The movie was good. Creepy. Unsettling. But Daniel Day Lewis deserved his Oscar, just like No Country for Old Men deserved its own. Amazing and phenomenal and what a pain in the butt to try to describe in French…oh man. Impossible. I couldn’t do it. I tried so hard, but I had to resort to just expressions and moving my hands around. I think they’re used to not getting full explanations, though, so it was ok, I guess. I just wish I could get the hang of talking about how movies make me feel.

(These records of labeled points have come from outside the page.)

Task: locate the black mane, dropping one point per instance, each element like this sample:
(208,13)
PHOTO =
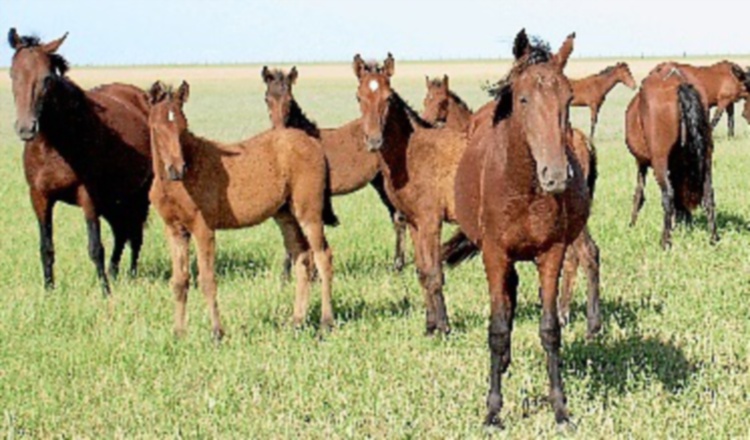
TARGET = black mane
(398,103)
(298,119)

Last night after dinner we watched a French movie that Pierre and Lola had brought with them, Je vais, ne t’en fais rien I think was the title. “I’m going, don’t do anything.” I think. It was beautiful. It’s about a girl who comes back from vacation to find that her twin brother has disappeared, but her parents won’t tell her what happened or when. She falls into a really deep depression and starts starving herself, and then she gets a postcard from her brother talking about how he had to get out of the house and he’s traveling France and to give their mom a hug but not to say anything to their ass of a father. Even then, her parents won’t tell her what happened between Loïc and her dad, but since she’s gotten word from her brother, she starts eating again. Things go from there, but I don’t want to ruin it, on the off chance that you ever have a chance to see it. It was lovely.

And now I’m sitting in my room, about to go to the living room to do homework, because when I just sit in my room sometimes I feel like I’m ostracizing myself. It can’t possibly be true, but that’s how we feel here. It doesn’t help that the French don’t really believe in open doors. Every door generally stays closed, and if it’s open it’s only because it’s in the process of being closed. The problem with this is that we’ll go into our rooms to do stuff but we still want to feel accessible, just in case. But we don’t. We feel like, by closing our doors, we’re cutting off our families.

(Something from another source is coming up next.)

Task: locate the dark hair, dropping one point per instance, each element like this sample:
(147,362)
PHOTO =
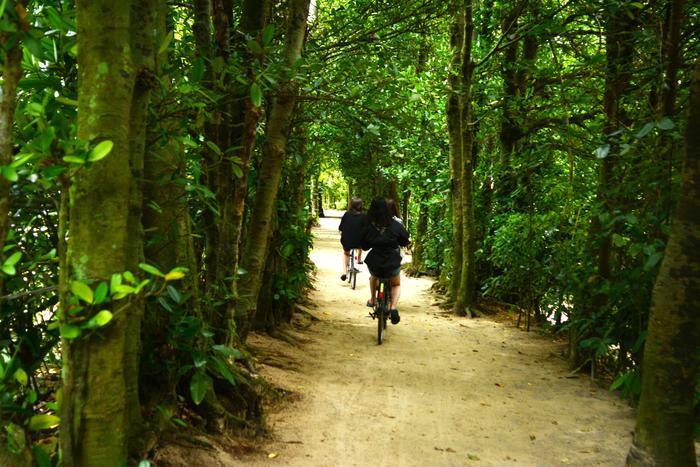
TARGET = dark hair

Which is why, for the past hour or so, I’ve been debating with myself as to whether I should go work in the living room or not. I mean, it’s not like I would be doing anything different, it’s just that I would be more in the family/public area, and not just in my room. It doesn’t help that ever since my mère told me that I was much quieter than the other Americans they’d had and that made her think that I was unhappy, I’ve been really self-conscious of what I said and how much and when. I’m always wondering if I’m talking enough, if I’m replying in the right way…

I keep telling myself that if it were all in English it would be easier. I don’t know. I know for sure that my père would know that I was more intelligent. I’m getting tired of only having responses like “Yes I agree” and “I know” to offer to the conversation. It’s just that I start talking and it goes really well until one of my most crucial points and I just completely get stuffed up and all my grammaire leaves my head and I’m useless.

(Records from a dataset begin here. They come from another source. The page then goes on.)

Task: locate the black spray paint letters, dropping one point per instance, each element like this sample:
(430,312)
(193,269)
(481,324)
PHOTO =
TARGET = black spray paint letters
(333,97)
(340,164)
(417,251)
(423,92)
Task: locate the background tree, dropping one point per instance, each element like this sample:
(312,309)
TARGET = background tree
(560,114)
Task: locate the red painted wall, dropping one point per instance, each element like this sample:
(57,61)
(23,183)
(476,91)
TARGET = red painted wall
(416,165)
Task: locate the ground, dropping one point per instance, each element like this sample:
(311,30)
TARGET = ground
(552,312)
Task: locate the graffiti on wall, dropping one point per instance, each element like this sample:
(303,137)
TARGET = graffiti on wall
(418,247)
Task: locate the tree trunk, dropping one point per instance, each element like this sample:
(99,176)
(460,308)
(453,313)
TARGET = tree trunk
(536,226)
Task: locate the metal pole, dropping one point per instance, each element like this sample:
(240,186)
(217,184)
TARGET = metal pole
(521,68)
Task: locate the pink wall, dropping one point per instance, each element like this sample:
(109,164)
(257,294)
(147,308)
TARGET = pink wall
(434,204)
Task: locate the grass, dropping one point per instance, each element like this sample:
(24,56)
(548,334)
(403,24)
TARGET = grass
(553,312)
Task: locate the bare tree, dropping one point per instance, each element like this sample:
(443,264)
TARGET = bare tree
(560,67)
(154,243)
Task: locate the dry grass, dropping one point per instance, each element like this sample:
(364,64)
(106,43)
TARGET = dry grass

Life is like a tiny dose of humiliation, taken with no spoonful of sugar, every night at dinner.

There’s just always the question of how much more work should I be doing? Should I be doing something else? Would that help me to speak better? I have no idea. Maybe, maybe not. I’ve already been here more than a month, but the only changes I’ve noticed are the ones that show me how horrible my accent is. And another thing: my family doesn’t correct me. My grand-mère does, but mes parents don’t. They just sit there and let me try, sometimes looking interested, sometimes looking like they’re watching a snake hang itself with its own tongue. Car wreck fascination, I call it.

I’m kinda tired of always being so frustrated with myself, I don’t know how to handle it any more. Even now, I’m telling myself that I’ve been doing too much English. Way too much. I can know that at night, too, if when I go to bed I’m not very tired, it’s because I didn’t do enough French that day.